The application can decide where to insert a new Client. To insert it into the first cluster the cluster name must be specified.
INSERT INTO Client CLUSTER:client_0 SET name = 'Jay'
OrientVertex v = graph.addVertex("class:Client,cluster:client_0");
v.setProperty("name", "Jay");
ODocument doc = new ODocument("Client");
doc.field("name", "Jay");
doc.save( "client_0" );
In both cases, OrientDB will send the record to both “europe” and “usa” nodes, because client_0 has been configured with 2 servers: [ "europe", "usa" ].
All the query works by aggregating the result sets of all the involved nodes. Example of a query against a particular cluster:
select from cluster:client_0
This query will be executed against “europe” or “usa” node. Instead this query (against the Class):
select from Client
Will be executed against all 3 clusters that made the Client class, so against all the nodes.

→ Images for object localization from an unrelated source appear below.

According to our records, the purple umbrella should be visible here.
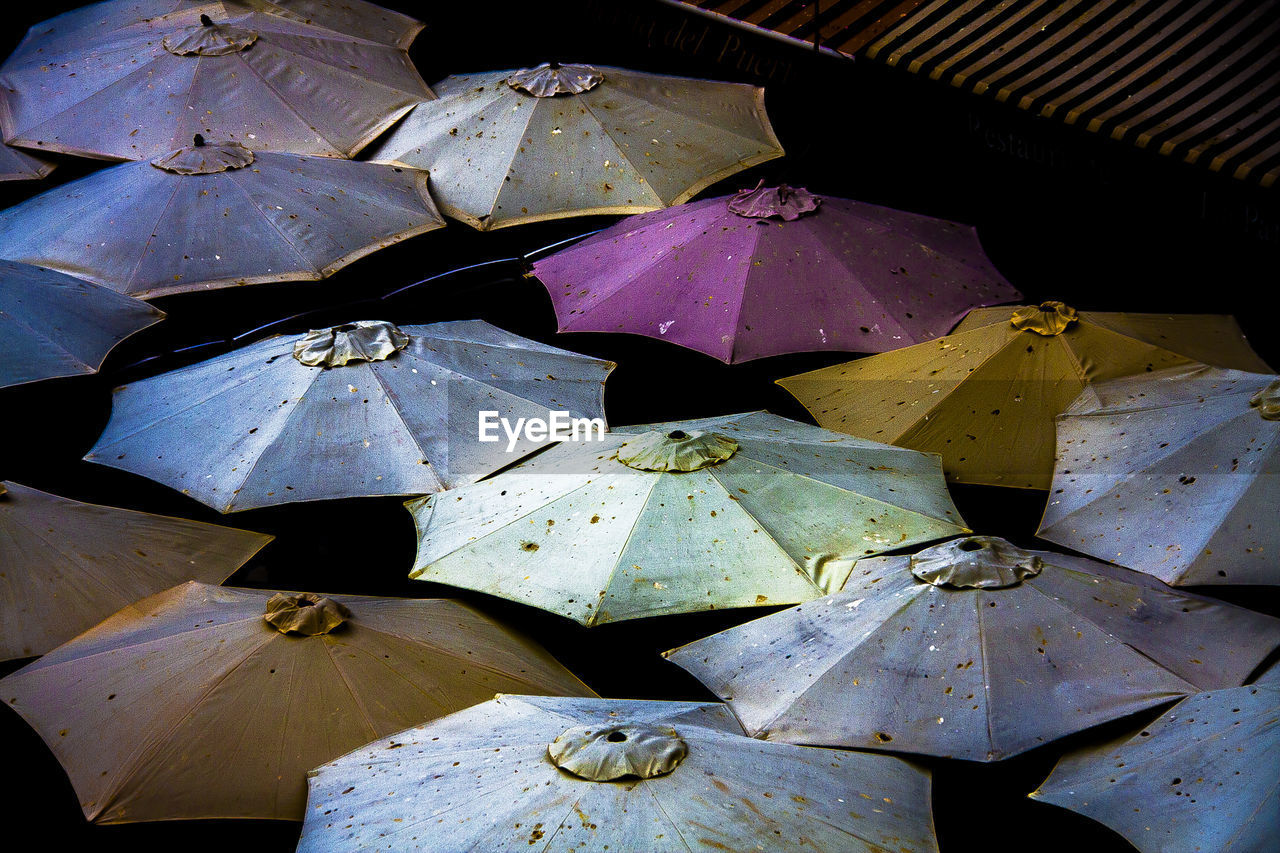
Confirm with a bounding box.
[531,183,1019,363]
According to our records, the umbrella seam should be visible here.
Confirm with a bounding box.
[974,591,998,760]
[121,175,187,293]
[318,636,382,740]
[588,474,666,626]
[224,50,348,155]
[221,168,327,272]
[480,93,556,225]
[20,614,268,674]
[362,363,440,489]
[644,784,697,853]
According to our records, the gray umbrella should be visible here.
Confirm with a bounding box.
[368,62,784,230]
[0,139,444,299]
[0,259,163,389]
[406,410,969,625]
[85,319,614,512]
[298,695,940,853]
[1038,364,1280,586]
[1030,680,1279,852]
[0,142,53,181]
[665,536,1280,762]
[0,1,433,162]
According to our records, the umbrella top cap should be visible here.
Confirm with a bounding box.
[293,321,409,367]
[727,181,821,221]
[506,62,604,97]
[150,139,255,174]
[263,592,350,636]
[910,536,1044,589]
[1010,301,1078,336]
[616,429,739,472]
[163,16,258,56]
[548,722,688,781]
[1251,378,1280,420]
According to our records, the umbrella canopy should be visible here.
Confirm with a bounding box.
[0,481,270,661]
[298,694,940,853]
[664,536,1280,762]
[0,259,164,389]
[367,62,784,230]
[85,319,615,512]
[406,410,968,625]
[531,182,1020,363]
[1030,681,1280,853]
[0,139,444,299]
[0,142,53,181]
[0,581,594,823]
[0,1,433,162]
[1038,365,1280,586]
[777,302,1272,488]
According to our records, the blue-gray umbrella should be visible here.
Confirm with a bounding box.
[85,319,615,512]
[1038,364,1280,586]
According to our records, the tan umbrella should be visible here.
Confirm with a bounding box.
[0,139,445,299]
[0,481,269,661]
[368,62,784,230]
[0,1,433,162]
[778,302,1271,488]
[665,536,1280,762]
[407,411,968,625]
[0,581,594,823]
[299,695,940,853]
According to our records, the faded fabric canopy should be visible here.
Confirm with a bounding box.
[368,62,784,230]
[406,411,968,625]
[86,319,614,512]
[778,302,1271,488]
[531,183,1019,362]
[0,259,164,389]
[0,582,593,823]
[0,142,53,181]
[0,0,434,162]
[298,695,940,852]
[665,536,1280,762]
[0,140,444,299]
[1039,365,1280,586]
[0,481,270,660]
[1031,681,1280,853]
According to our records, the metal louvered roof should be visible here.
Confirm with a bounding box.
[668,0,1280,187]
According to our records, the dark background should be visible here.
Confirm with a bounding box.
[1,1,1277,850]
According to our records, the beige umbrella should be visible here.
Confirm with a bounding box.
[0,1,434,162]
[0,481,269,661]
[778,302,1271,488]
[0,581,594,823]
[666,536,1280,762]
[407,411,968,625]
[368,62,784,230]
[0,139,445,299]
[299,695,940,853]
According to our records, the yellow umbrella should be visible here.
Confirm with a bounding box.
[778,302,1271,488]
[0,582,593,823]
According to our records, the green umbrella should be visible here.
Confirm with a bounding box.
[407,411,968,625]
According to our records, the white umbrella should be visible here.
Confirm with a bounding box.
[0,0,433,162]
[86,319,614,512]
[0,259,163,389]
[299,695,940,852]
[407,410,968,625]
[1038,364,1280,585]
[666,536,1280,761]
[0,138,445,298]
[368,62,784,229]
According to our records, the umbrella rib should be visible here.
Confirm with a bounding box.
[225,51,348,155]
[363,365,438,485]
[318,638,381,739]
[644,784,697,853]
[480,99,545,223]
[121,176,187,293]
[221,169,324,273]
[974,593,998,761]
[0,307,93,370]
[21,614,267,674]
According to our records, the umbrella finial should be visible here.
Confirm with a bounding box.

OrientDB supports Map/Reduce by using the OrientDB SQL. The Map/Reduce operation is totally transparent to the developer. When a query involve multiple shards (clusters), OrientDB executes the query against all the involved server nodes (Map operation) and then merge the results (Reduce operation). Example:
select max(amount), count(*), sum(amount) from Client
In this case the query is executed across all the 3 nodes and then filtered again on starting node.
All the indexes are managed locally to a server. This means that if a class is spanned across 3 clusters on 3 different servers, each server will have own local indexes. By executing a distributed query (Map/Reduce like) each server will use own indexes.
With Community Edition the distributed configuration cannot be changed at run-time but you have to stop and restart all the nodes. Enterprise Edition allows to create and drop new shards without stopping the distributed cluster.
By using Enterprise Edition and the Workbench, you can deploy the database to the new server and defining the cluster to assign to it. In this example a new server "usa2" is created where only the cluster "client_1" will be copied. After the deployment, cluster "client_1" will be replicated against nodes "usa" and "usa2".